C’était l’alternative

Meurtri par l’épisode de Pâques 2050, Stanislas s’est peu à peu habitué à ne plus voir de lapin doré posé à côté de son assiette. Six ans ont passé, et aucune alternative n’a été trouvée en Europe. Depuis ses douze ans, il s’est promis de partir – loin – et de redonner à Pâques ses lettres de noblesse. Tous les soirs, le jeune Suisse s’astreint à des heures de recherches avec ses lunettes connectées. Le jour de ses 18 ans, il prend la direction de l’aéroport. 

10h19. Vol pour l’Asie et le sud du Bangladesh, où la pénurie du chocolat aurait trouvé sa parade depuis quelques mois. Une fois sur place, Stan se rend dans l’exploitation tenue par Rifah, avec qui il converse depuis plusieurs mois sur Instagram. Face à lui, de longs arbres se dressent, c’est le Jacquier. Au bout des branches pendent d’énormes boules vertes rugueuses, c’est le fruit du Jacquier. Il est là, son lapin de Pâques. « Le chocolat du futur est vert ! », lui lance l’agriculteur. A premier abord, ça n’a ni l’aspect, ni la texture de la fève de cacao. Et pourtant… « On sèche puis transforme ces graines en farine, et ça donne un goût qui se rapproche du chocolat de notre enfance », poursuit Rifah. Le startuper agriculteur finit par lui tendre un carreau. Gris, rugueux, mais terriblement appétissant. Le Suisse s’en saisit. Avant de le croquer, il savoure d’avance. Six années que ses papilles n’avaient pas été titillées par du chocolat. 

Le fruit du Jacquier

C’était le lièvre

« Comment expliquer que personne, en Europe, ne soit parvenu à importer le fruit du jacquier ? », s’étonne Stanislas. Les deux amis sont assis dans les chaises en rotin, sirotant un chocolat chaud sur la terrasse de l’exploitation. « Le climat européen était à l’origine incompatible avec la culture du jacquier, explique Rifah. Mais le dérèglement climatique a changé la donne. » Depuis les multiples épidémies de coronavirus débutées dans les années 20, causant la mort de milliers de personnes, les exports restent interdits.

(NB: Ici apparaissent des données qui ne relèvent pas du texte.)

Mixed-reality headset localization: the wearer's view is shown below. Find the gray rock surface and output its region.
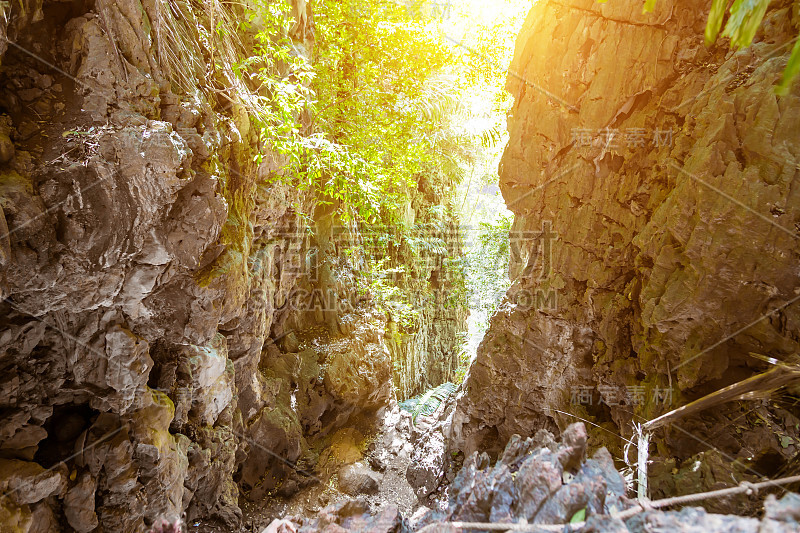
[339,463,383,496]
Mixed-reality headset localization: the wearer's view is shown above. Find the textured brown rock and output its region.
[451,0,800,490]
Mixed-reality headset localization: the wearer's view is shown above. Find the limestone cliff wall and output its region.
[452,0,800,483]
[0,0,466,532]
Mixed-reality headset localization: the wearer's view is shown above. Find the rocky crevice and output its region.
[0,0,463,532]
[450,0,800,500]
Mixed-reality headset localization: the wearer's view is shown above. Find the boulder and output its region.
[339,463,383,496]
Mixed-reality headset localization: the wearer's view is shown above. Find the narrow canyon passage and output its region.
[0,0,800,533]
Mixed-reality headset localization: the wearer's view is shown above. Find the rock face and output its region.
[0,0,466,532]
[451,0,800,482]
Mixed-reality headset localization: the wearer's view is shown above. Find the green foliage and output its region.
[775,39,800,95]
[236,0,476,223]
[569,507,586,524]
[400,383,458,422]
[362,258,420,331]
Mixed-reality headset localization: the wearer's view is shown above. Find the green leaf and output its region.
[722,0,769,48]
[775,37,800,95]
[409,383,457,422]
[569,507,586,524]
[705,0,728,46]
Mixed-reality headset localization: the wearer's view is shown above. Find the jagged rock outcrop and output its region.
[0,0,463,532]
[276,423,800,533]
[451,0,800,490]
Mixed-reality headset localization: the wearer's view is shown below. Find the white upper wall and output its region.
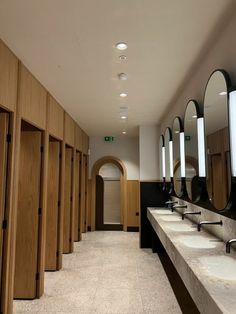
[139,125,160,181]
[89,136,139,180]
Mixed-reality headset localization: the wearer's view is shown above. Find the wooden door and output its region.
[211,154,226,209]
[0,112,9,295]
[14,131,41,299]
[63,147,73,253]
[74,152,81,241]
[45,141,60,270]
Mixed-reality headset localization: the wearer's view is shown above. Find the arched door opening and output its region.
[91,156,127,231]
[96,163,123,230]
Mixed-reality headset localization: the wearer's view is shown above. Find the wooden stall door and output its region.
[63,147,73,253]
[14,131,41,299]
[45,141,60,270]
[74,152,81,241]
[0,112,9,296]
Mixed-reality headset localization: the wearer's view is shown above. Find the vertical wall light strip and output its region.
[179,132,185,178]
[169,141,174,178]
[162,146,166,178]
[197,118,206,177]
[229,90,236,177]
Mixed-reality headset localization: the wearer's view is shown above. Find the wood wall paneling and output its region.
[14,131,41,299]
[63,147,73,253]
[48,94,64,140]
[0,113,9,303]
[64,112,75,147]
[0,40,18,111]
[18,63,47,130]
[75,124,83,152]
[127,180,140,227]
[45,141,60,270]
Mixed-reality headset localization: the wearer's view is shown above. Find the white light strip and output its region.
[169,141,173,178]
[197,118,206,177]
[179,132,185,178]
[229,90,236,177]
[162,146,166,178]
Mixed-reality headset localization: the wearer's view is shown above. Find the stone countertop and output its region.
[147,208,236,314]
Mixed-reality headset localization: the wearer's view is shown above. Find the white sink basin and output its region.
[178,235,216,249]
[160,215,182,221]
[166,222,196,232]
[199,255,236,280]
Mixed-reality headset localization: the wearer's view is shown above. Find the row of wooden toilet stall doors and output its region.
[0,41,89,314]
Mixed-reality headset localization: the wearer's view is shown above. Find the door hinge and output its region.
[2,219,7,230]
[7,134,11,143]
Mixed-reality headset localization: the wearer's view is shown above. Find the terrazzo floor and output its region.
[14,231,181,314]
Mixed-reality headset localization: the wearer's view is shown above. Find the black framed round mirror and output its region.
[172,117,183,197]
[184,100,199,202]
[203,70,231,210]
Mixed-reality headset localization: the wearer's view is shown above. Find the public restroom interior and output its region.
[0,0,236,314]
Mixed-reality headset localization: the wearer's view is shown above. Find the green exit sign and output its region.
[104,136,114,142]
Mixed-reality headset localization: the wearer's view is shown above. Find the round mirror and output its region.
[184,100,199,202]
[159,135,165,181]
[172,117,183,197]
[204,70,231,209]
[165,128,171,183]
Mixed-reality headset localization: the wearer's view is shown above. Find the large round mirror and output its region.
[184,100,199,202]
[172,117,183,197]
[159,135,165,181]
[204,70,231,209]
[165,128,171,183]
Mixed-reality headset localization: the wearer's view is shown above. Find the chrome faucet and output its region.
[226,239,236,253]
[171,205,188,212]
[197,220,223,231]
[182,212,201,220]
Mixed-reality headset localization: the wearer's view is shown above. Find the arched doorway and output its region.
[91,156,127,231]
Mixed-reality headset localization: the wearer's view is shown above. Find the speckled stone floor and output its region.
[14,231,181,314]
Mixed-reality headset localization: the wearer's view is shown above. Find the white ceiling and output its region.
[0,0,231,135]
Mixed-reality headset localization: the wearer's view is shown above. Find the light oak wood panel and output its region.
[64,112,75,147]
[74,152,81,241]
[63,147,73,253]
[48,94,64,140]
[18,63,47,130]
[14,131,41,299]
[127,180,140,227]
[75,124,83,152]
[45,142,60,270]
[0,40,18,111]
[82,131,89,155]
[0,112,9,296]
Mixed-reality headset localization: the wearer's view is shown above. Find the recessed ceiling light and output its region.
[116,42,128,50]
[118,73,128,81]
[119,55,127,61]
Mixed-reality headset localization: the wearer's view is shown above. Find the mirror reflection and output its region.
[165,128,171,182]
[172,117,182,196]
[184,100,198,202]
[204,70,231,209]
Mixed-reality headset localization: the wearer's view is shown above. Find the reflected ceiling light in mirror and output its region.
[197,118,206,177]
[229,89,236,177]
[179,132,185,178]
[169,141,174,178]
[118,73,128,81]
[116,42,128,50]
[162,146,166,178]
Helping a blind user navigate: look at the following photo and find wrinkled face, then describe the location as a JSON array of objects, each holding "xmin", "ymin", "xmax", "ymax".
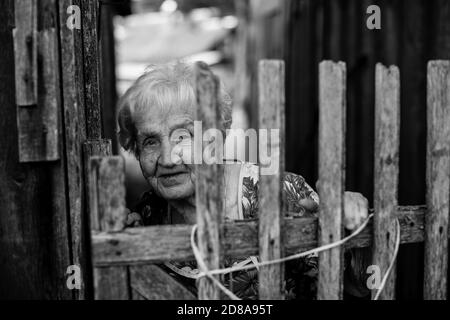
[{"xmin": 135, "ymin": 104, "xmax": 195, "ymax": 200}]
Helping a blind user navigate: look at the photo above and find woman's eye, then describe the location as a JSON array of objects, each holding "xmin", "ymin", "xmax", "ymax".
[
  {"xmin": 171, "ymin": 130, "xmax": 191, "ymax": 144},
  {"xmin": 144, "ymin": 139, "xmax": 158, "ymax": 147}
]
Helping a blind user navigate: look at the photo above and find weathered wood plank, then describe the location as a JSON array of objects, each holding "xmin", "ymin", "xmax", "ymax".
[
  {"xmin": 58, "ymin": 0, "xmax": 89, "ymax": 299},
  {"xmin": 92, "ymin": 207, "xmax": 426, "ymax": 266},
  {"xmin": 194, "ymin": 63, "xmax": 224, "ymax": 300},
  {"xmin": 13, "ymin": 0, "xmax": 38, "ymax": 106},
  {"xmin": 424, "ymin": 61, "xmax": 450, "ymax": 300},
  {"xmin": 258, "ymin": 60, "xmax": 285, "ymax": 300},
  {"xmin": 14, "ymin": 0, "xmax": 60, "ymax": 162},
  {"xmin": 94, "ymin": 267, "xmax": 129, "ymax": 300},
  {"xmin": 81, "ymin": 0, "xmax": 102, "ymax": 139},
  {"xmin": 84, "ymin": 139, "xmax": 112, "ymax": 228},
  {"xmin": 317, "ymin": 61, "xmax": 346, "ymax": 300},
  {"xmin": 372, "ymin": 64, "xmax": 400, "ymax": 300},
  {"xmin": 89, "ymin": 157, "xmax": 129, "ymax": 300},
  {"xmin": 130, "ymin": 265, "xmax": 196, "ymax": 300}
]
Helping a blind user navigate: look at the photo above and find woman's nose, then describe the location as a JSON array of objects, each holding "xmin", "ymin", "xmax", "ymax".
[{"xmin": 159, "ymin": 139, "xmax": 180, "ymax": 167}]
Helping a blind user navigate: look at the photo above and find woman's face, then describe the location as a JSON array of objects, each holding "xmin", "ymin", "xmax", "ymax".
[{"xmin": 135, "ymin": 101, "xmax": 195, "ymax": 200}]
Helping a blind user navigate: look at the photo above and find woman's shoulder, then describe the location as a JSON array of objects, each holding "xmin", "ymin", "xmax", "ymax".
[{"xmin": 239, "ymin": 163, "xmax": 319, "ymax": 219}]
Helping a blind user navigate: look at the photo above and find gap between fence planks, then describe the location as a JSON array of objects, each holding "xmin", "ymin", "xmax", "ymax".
[
  {"xmin": 317, "ymin": 61, "xmax": 346, "ymax": 300},
  {"xmin": 89, "ymin": 157, "xmax": 130, "ymax": 300},
  {"xmin": 258, "ymin": 60, "xmax": 285, "ymax": 300},
  {"xmin": 424, "ymin": 61, "xmax": 450, "ymax": 300},
  {"xmin": 194, "ymin": 62, "xmax": 224, "ymax": 300},
  {"xmin": 372, "ymin": 64, "xmax": 400, "ymax": 300}
]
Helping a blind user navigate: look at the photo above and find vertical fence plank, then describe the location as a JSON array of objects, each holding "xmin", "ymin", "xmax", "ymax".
[
  {"xmin": 13, "ymin": 0, "xmax": 38, "ymax": 106},
  {"xmin": 89, "ymin": 157, "xmax": 130, "ymax": 300},
  {"xmin": 81, "ymin": 0, "xmax": 102, "ymax": 139},
  {"xmin": 372, "ymin": 64, "xmax": 400, "ymax": 300},
  {"xmin": 57, "ymin": 0, "xmax": 88, "ymax": 299},
  {"xmin": 317, "ymin": 61, "xmax": 346, "ymax": 300},
  {"xmin": 424, "ymin": 61, "xmax": 450, "ymax": 300},
  {"xmin": 194, "ymin": 63, "xmax": 223, "ymax": 300},
  {"xmin": 258, "ymin": 60, "xmax": 285, "ymax": 300}
]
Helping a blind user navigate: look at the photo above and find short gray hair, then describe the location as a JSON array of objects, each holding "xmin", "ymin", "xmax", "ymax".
[{"xmin": 118, "ymin": 61, "xmax": 232, "ymax": 155}]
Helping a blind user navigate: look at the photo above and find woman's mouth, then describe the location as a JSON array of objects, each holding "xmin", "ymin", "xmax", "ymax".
[{"xmin": 158, "ymin": 172, "xmax": 188, "ymax": 188}]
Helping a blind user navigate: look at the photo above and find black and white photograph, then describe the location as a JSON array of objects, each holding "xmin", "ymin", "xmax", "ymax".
[{"xmin": 0, "ymin": 0, "xmax": 450, "ymax": 306}]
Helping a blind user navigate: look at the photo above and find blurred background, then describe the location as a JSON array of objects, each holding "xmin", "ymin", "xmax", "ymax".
[{"xmin": 97, "ymin": 0, "xmax": 450, "ymax": 299}]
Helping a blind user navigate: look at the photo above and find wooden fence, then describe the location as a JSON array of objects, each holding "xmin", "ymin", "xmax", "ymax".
[{"xmin": 87, "ymin": 60, "xmax": 450, "ymax": 299}]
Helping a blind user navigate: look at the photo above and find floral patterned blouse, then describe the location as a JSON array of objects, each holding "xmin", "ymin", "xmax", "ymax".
[{"xmin": 131, "ymin": 163, "xmax": 319, "ymax": 300}]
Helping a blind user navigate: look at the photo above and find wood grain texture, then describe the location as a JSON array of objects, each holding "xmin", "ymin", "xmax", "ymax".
[
  {"xmin": 92, "ymin": 207, "xmax": 426, "ymax": 266},
  {"xmin": 0, "ymin": 0, "xmax": 72, "ymax": 300},
  {"xmin": 130, "ymin": 265, "xmax": 196, "ymax": 300},
  {"xmin": 81, "ymin": 0, "xmax": 102, "ymax": 139},
  {"xmin": 89, "ymin": 157, "xmax": 130, "ymax": 300},
  {"xmin": 14, "ymin": 9, "xmax": 60, "ymax": 162},
  {"xmin": 13, "ymin": 0, "xmax": 38, "ymax": 106},
  {"xmin": 317, "ymin": 61, "xmax": 346, "ymax": 300},
  {"xmin": 58, "ymin": 0, "xmax": 89, "ymax": 299},
  {"xmin": 372, "ymin": 64, "xmax": 400, "ymax": 300},
  {"xmin": 258, "ymin": 60, "xmax": 285, "ymax": 300},
  {"xmin": 94, "ymin": 267, "xmax": 130, "ymax": 300},
  {"xmin": 424, "ymin": 61, "xmax": 450, "ymax": 300},
  {"xmin": 194, "ymin": 63, "xmax": 224, "ymax": 300}
]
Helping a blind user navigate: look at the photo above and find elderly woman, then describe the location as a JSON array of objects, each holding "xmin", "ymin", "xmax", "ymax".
[{"xmin": 118, "ymin": 62, "xmax": 368, "ymax": 299}]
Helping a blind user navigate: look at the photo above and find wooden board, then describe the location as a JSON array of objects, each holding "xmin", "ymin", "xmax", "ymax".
[
  {"xmin": 89, "ymin": 157, "xmax": 129, "ymax": 300},
  {"xmin": 424, "ymin": 61, "xmax": 450, "ymax": 300},
  {"xmin": 372, "ymin": 64, "xmax": 400, "ymax": 300},
  {"xmin": 258, "ymin": 60, "xmax": 285, "ymax": 300},
  {"xmin": 13, "ymin": 0, "xmax": 60, "ymax": 162},
  {"xmin": 59, "ymin": 0, "xmax": 89, "ymax": 299},
  {"xmin": 92, "ymin": 207, "xmax": 426, "ymax": 266},
  {"xmin": 81, "ymin": 0, "xmax": 102, "ymax": 139},
  {"xmin": 195, "ymin": 63, "xmax": 224, "ymax": 300},
  {"xmin": 317, "ymin": 61, "xmax": 346, "ymax": 300},
  {"xmin": 130, "ymin": 265, "xmax": 196, "ymax": 300},
  {"xmin": 13, "ymin": 0, "xmax": 38, "ymax": 106}
]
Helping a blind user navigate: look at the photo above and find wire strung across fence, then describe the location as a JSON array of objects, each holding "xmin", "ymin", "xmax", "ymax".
[{"xmin": 89, "ymin": 61, "xmax": 450, "ymax": 299}]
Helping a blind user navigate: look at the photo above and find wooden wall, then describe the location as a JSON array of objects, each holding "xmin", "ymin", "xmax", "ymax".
[{"xmin": 0, "ymin": 0, "xmax": 73, "ymax": 299}]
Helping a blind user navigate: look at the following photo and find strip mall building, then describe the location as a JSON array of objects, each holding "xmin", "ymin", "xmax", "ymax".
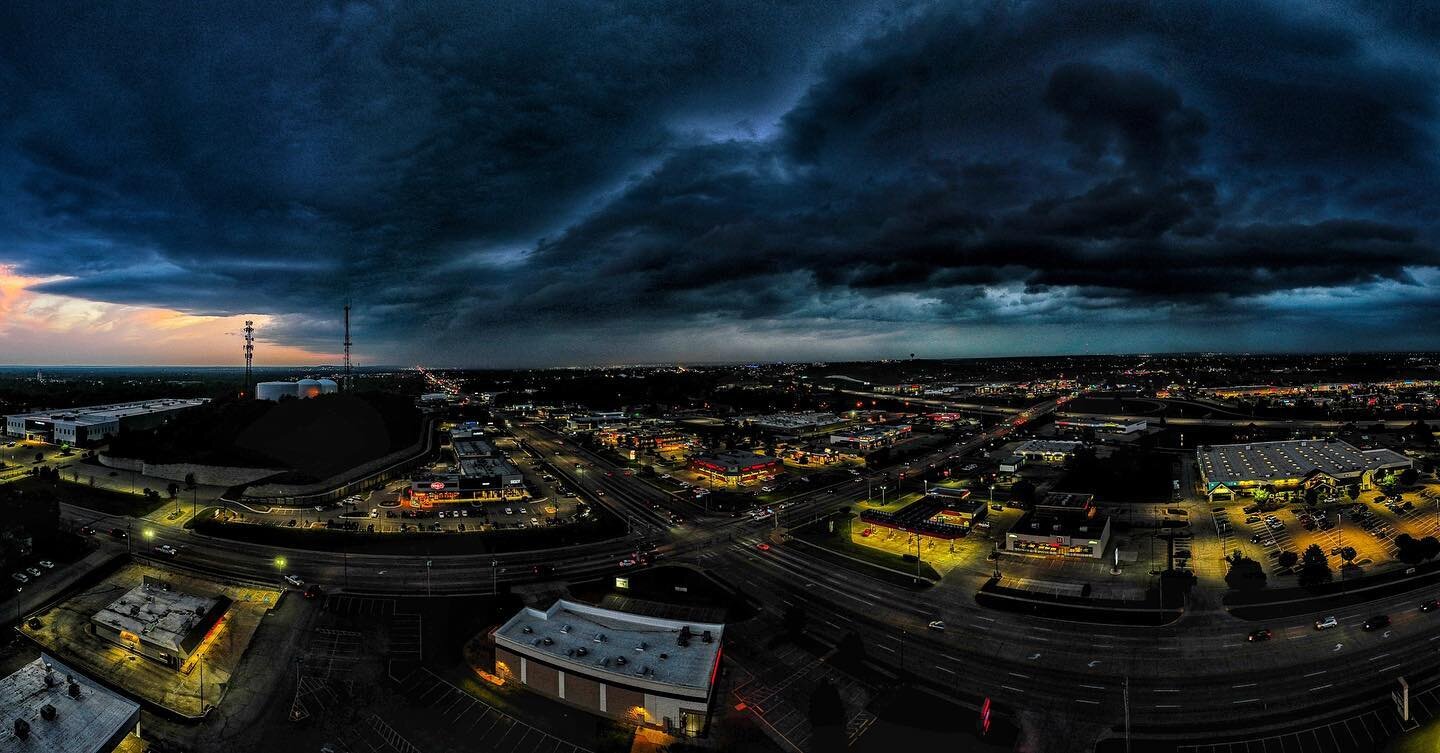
[{"xmin": 495, "ymin": 599, "xmax": 724, "ymax": 736}]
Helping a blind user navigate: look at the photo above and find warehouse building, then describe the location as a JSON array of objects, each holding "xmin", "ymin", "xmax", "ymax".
[
  {"xmin": 1005, "ymin": 492, "xmax": 1110, "ymax": 559},
  {"xmin": 4, "ymin": 397, "xmax": 210, "ymax": 446},
  {"xmin": 1195, "ymin": 439, "xmax": 1414, "ymax": 501},
  {"xmin": 91, "ymin": 576, "xmax": 230, "ymax": 668},
  {"xmin": 0, "ymin": 654, "xmax": 140, "ymax": 753},
  {"xmin": 495, "ymin": 599, "xmax": 724, "ymax": 736}
]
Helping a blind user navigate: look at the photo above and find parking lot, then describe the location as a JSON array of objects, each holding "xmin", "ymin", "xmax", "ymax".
[
  {"xmin": 1176, "ymin": 688, "xmax": 1440, "ymax": 753},
  {"xmin": 400, "ymin": 667, "xmax": 586, "ymax": 753},
  {"xmin": 1215, "ymin": 490, "xmax": 1440, "ymax": 577}
]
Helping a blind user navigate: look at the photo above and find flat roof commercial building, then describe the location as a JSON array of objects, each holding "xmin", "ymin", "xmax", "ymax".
[
  {"xmin": 1195, "ymin": 439, "xmax": 1414, "ymax": 501},
  {"xmin": 91, "ymin": 576, "xmax": 230, "ymax": 668},
  {"xmin": 1005, "ymin": 492, "xmax": 1110, "ymax": 559},
  {"xmin": 4, "ymin": 397, "xmax": 210, "ymax": 446},
  {"xmin": 495, "ymin": 599, "xmax": 724, "ymax": 736},
  {"xmin": 0, "ymin": 654, "xmax": 140, "ymax": 753},
  {"xmin": 1015, "ymin": 439, "xmax": 1084, "ymax": 462},
  {"xmin": 747, "ymin": 413, "xmax": 847, "ymax": 436},
  {"xmin": 829, "ymin": 423, "xmax": 910, "ymax": 454},
  {"xmin": 690, "ymin": 452, "xmax": 780, "ymax": 487}
]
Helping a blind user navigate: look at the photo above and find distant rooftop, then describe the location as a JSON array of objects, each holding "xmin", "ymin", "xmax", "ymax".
[
  {"xmin": 91, "ymin": 579, "xmax": 220, "ymax": 654},
  {"xmin": 1197, "ymin": 439, "xmax": 1411, "ymax": 484},
  {"xmin": 6, "ymin": 397, "xmax": 210, "ymax": 426},
  {"xmin": 0, "ymin": 654, "xmax": 140, "ymax": 753},
  {"xmin": 495, "ymin": 599, "xmax": 724, "ymax": 690}
]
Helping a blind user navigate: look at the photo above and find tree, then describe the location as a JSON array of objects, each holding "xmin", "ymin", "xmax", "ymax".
[
  {"xmin": 1225, "ymin": 550, "xmax": 1264, "ymax": 590},
  {"xmin": 1300, "ymin": 544, "xmax": 1333, "ymax": 586}
]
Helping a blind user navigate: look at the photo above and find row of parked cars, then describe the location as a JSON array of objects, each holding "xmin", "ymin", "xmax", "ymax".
[{"xmin": 10, "ymin": 560, "xmax": 55, "ymax": 590}]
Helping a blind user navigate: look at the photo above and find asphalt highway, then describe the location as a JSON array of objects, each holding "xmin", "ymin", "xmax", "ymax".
[{"xmin": 45, "ymin": 402, "xmax": 1440, "ymax": 748}]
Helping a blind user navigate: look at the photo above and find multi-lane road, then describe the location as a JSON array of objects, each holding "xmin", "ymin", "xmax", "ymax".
[{"xmin": 36, "ymin": 402, "xmax": 1440, "ymax": 748}]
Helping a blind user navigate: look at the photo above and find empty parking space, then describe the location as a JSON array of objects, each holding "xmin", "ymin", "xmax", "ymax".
[{"xmin": 400, "ymin": 668, "xmax": 588, "ymax": 753}]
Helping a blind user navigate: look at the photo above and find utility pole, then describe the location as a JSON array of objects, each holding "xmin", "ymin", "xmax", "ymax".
[{"xmin": 1123, "ymin": 675, "xmax": 1130, "ymax": 753}]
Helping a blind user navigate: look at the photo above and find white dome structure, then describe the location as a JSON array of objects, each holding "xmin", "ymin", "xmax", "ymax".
[
  {"xmin": 255, "ymin": 382, "xmax": 298, "ymax": 402},
  {"xmin": 295, "ymin": 379, "xmax": 320, "ymax": 400}
]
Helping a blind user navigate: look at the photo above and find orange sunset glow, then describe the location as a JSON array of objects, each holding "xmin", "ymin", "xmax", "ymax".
[{"xmin": 0, "ymin": 266, "xmax": 338, "ymax": 366}]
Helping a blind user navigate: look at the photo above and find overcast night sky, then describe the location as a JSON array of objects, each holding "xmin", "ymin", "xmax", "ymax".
[{"xmin": 0, "ymin": 0, "xmax": 1440, "ymax": 366}]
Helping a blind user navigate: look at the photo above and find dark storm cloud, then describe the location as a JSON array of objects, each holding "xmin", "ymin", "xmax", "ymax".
[{"xmin": 0, "ymin": 0, "xmax": 1440, "ymax": 363}]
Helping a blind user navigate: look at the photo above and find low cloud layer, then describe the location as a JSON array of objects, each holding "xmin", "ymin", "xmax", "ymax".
[{"xmin": 0, "ymin": 0, "xmax": 1440, "ymax": 366}]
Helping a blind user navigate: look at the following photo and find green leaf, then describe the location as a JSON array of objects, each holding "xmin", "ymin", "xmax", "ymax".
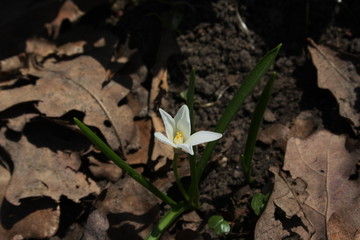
[
  {"xmin": 240, "ymin": 73, "xmax": 275, "ymax": 183},
  {"xmin": 145, "ymin": 203, "xmax": 189, "ymax": 240},
  {"xmin": 74, "ymin": 118, "xmax": 176, "ymax": 206},
  {"xmin": 186, "ymin": 68, "xmax": 199, "ymax": 207},
  {"xmin": 197, "ymin": 44, "xmax": 282, "ymax": 178},
  {"xmin": 208, "ymin": 215, "xmax": 230, "ymax": 235},
  {"xmin": 251, "ymin": 193, "xmax": 270, "ymax": 216}
]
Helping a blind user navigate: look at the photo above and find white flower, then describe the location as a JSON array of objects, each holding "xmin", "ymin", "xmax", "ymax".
[{"xmin": 155, "ymin": 105, "xmax": 222, "ymax": 155}]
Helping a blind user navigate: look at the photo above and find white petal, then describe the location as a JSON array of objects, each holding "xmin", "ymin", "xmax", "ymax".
[
  {"xmin": 176, "ymin": 144, "xmax": 194, "ymax": 155},
  {"xmin": 154, "ymin": 132, "xmax": 176, "ymax": 148},
  {"xmin": 174, "ymin": 105, "xmax": 191, "ymax": 141},
  {"xmin": 159, "ymin": 108, "xmax": 176, "ymax": 141},
  {"xmin": 185, "ymin": 131, "xmax": 222, "ymax": 146}
]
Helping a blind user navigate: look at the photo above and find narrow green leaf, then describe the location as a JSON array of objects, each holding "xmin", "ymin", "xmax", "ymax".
[
  {"xmin": 208, "ymin": 215, "xmax": 230, "ymax": 235},
  {"xmin": 186, "ymin": 68, "xmax": 199, "ymax": 206},
  {"xmin": 145, "ymin": 203, "xmax": 189, "ymax": 240},
  {"xmin": 197, "ymin": 44, "xmax": 282, "ymax": 178},
  {"xmin": 240, "ymin": 73, "xmax": 276, "ymax": 183},
  {"xmin": 251, "ymin": 193, "xmax": 270, "ymax": 216},
  {"xmin": 74, "ymin": 118, "xmax": 177, "ymax": 206}
]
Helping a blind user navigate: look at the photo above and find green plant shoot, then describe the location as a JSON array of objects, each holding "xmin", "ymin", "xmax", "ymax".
[
  {"xmin": 208, "ymin": 215, "xmax": 230, "ymax": 236},
  {"xmin": 74, "ymin": 44, "xmax": 281, "ymax": 240},
  {"xmin": 251, "ymin": 193, "xmax": 270, "ymax": 216},
  {"xmin": 240, "ymin": 73, "xmax": 275, "ymax": 183}
]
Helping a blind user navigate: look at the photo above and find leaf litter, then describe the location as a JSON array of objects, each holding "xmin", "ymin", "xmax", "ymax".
[
  {"xmin": 255, "ymin": 130, "xmax": 360, "ymax": 239},
  {"xmin": 0, "ymin": 0, "xmax": 359, "ymax": 239}
]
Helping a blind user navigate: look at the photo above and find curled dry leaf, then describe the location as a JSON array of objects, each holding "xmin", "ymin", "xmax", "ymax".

Les pays européens se sont un à un ralliés à la « Doctrine Trump » du protectionnisme. Mais le jeune homme est prêt à tout. Même à transgresser la loi. Rifah, touché par l’abnégation du jeune homme, lui glisse quatre graines de Jacquier dans la poche. 

Contrôles au départ : ça passe. A l’arrivée : ça passe aussi. Le Jacquier est en Europe. Et tout cela n’a rien d’un nom de code. Stanislas se précipite dans son jardin, creuse quatre trous. Les graines sont minutieusement déposées, recouvertes, arrosées. Chaque motte de terre est surplombée d’un petit écriteau : « Ici pousse Pâques ». En bon lièvre, Stan s’est promis de couver son trésor à chaque instant. Dans quinze ans, Pâques aura retrouvé le goût d’antan. En Suisse.